83. The method or composition for use of any one of claims 1-82, wherein the composition reduces or prevents amyloids or amyloid fibrils comprising TTR.

84. The method or composition for use of any one of claims 1-83, wherein non- homologous ending joining (NHEJ) leads to a mutation during repair of a DSB in the TTR gene.

85. The method or composition of any one of claims 1-84, wherein the sequence of the guide RNA is:

a) SEQ ID NO: 92 or 104;

b) SEQ ID NO: 87, 89, 96, or 113;

c) SEQ ID NO: 100, 102, 106, 111, or 112; or

d) SEQ ID NO: 88, 90, 91, 93, 94, 95, 97, 101, 103, 108, or 109,

optionally wherein the guide RNA does not produce indels at off-target site(s) that occur in a protein coding region in the genome of primary human hepatocytes.

86. The method or composition for use of any one of claims 1-85, wherein administering the composition reduces levels of TTR in the subject, optionally wherein the levels of TTR are reduced by at least 50%.

87. The method or composition for use of claim 86, wherein the levels of TTR are measured in serum, plasma, blood, cerebral spinal fluid, or sputum, or liver, choroid plexus, and/or retina, optionally wherein the levels of TTR are measured via enzyme-linked immunosorbent assay (ELISA).

88. The method or composition for use of claims 1-87, wherein the subject has ATTR, familial amyloid polyneuropathy or familial amyloid cardiomyopathy.
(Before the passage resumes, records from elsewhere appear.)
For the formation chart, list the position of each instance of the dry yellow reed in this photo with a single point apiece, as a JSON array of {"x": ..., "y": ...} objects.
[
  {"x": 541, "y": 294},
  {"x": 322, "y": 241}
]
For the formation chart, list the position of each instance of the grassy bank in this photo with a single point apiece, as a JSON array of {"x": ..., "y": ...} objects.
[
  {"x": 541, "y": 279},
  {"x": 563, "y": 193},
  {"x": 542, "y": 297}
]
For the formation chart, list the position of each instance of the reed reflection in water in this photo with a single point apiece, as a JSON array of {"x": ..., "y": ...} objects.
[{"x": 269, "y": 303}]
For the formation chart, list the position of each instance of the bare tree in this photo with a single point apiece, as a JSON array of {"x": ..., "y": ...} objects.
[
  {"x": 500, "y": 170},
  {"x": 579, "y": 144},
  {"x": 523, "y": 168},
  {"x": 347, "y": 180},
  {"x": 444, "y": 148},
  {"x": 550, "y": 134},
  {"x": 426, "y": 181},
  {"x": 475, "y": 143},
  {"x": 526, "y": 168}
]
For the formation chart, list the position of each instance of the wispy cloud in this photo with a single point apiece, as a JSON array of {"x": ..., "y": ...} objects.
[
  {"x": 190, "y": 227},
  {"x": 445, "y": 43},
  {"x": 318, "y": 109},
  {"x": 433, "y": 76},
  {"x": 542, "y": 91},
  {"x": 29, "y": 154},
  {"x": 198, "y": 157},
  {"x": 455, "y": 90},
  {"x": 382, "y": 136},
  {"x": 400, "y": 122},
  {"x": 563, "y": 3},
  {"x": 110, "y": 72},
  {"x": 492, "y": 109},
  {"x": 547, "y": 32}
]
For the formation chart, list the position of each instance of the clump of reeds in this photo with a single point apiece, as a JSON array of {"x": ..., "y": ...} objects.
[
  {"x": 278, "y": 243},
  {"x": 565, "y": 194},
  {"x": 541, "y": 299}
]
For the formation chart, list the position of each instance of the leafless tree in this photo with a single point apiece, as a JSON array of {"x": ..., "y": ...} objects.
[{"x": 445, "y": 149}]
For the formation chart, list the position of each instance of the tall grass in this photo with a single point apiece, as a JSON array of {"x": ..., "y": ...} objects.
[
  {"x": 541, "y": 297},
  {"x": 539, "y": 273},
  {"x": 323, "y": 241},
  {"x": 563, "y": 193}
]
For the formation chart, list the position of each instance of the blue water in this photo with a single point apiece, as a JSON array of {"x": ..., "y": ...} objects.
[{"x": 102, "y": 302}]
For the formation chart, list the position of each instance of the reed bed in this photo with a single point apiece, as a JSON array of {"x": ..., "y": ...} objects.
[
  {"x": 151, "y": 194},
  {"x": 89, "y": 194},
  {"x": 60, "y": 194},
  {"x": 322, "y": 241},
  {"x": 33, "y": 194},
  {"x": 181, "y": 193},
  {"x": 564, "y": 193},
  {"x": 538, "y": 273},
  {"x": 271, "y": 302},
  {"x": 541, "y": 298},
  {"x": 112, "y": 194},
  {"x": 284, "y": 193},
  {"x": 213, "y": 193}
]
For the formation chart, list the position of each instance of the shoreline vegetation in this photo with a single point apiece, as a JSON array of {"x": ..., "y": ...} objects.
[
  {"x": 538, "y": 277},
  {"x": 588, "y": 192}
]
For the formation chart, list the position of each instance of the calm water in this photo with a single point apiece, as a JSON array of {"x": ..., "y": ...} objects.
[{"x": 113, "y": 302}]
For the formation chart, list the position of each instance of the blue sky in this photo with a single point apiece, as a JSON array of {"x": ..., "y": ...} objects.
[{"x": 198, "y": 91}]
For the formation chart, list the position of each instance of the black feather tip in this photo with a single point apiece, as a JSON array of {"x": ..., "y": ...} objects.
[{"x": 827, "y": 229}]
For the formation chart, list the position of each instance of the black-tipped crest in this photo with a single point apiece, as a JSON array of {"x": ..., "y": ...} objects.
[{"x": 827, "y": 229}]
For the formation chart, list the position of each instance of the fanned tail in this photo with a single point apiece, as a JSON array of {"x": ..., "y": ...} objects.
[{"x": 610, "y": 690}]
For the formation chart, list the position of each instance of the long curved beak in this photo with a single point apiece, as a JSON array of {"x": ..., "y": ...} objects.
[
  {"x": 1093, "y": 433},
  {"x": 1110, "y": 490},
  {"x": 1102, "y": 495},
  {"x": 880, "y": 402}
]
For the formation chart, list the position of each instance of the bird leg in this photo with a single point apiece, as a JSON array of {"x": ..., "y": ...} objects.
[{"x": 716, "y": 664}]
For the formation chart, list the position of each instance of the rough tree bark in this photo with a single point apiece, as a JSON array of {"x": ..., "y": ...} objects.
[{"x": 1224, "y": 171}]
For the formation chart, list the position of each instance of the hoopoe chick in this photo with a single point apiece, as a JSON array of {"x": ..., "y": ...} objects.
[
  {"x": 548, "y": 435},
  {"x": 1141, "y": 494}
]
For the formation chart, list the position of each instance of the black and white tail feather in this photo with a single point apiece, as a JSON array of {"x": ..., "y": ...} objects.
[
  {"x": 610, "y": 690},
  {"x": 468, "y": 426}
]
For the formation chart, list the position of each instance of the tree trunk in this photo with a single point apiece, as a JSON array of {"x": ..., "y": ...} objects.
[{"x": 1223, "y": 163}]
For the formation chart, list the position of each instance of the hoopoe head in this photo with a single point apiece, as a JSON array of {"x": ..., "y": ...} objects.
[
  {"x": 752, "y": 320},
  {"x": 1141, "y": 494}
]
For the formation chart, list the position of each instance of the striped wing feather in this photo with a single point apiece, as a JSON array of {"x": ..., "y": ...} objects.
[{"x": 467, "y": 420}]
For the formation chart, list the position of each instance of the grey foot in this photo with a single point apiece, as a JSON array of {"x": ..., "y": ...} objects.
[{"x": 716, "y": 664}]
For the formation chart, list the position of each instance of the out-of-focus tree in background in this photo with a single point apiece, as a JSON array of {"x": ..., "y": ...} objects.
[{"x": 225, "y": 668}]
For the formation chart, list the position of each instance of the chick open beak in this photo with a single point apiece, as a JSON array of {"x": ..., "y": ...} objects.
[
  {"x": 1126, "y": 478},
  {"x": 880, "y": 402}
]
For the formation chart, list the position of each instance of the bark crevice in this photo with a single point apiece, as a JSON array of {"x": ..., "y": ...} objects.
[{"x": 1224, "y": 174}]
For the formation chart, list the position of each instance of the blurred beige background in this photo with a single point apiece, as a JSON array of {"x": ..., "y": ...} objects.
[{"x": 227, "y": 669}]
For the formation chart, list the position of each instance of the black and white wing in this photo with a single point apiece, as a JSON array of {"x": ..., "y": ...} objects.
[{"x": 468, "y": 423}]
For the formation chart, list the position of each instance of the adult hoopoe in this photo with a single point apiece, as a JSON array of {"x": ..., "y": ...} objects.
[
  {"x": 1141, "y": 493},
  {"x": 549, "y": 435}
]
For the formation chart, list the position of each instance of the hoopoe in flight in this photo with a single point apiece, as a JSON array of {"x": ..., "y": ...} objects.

89. The method or composition for use of claims 1-88, wherein the subject is human.

90. The method or composition for use of claims 1-89, wherein the subject is tested for specific mutations in the TTR gene before administering the composition or formulation.

91. Use of a composition or formulation of any of claims 1-90 for the preparation of a medicament for treating a human subject having ATTR.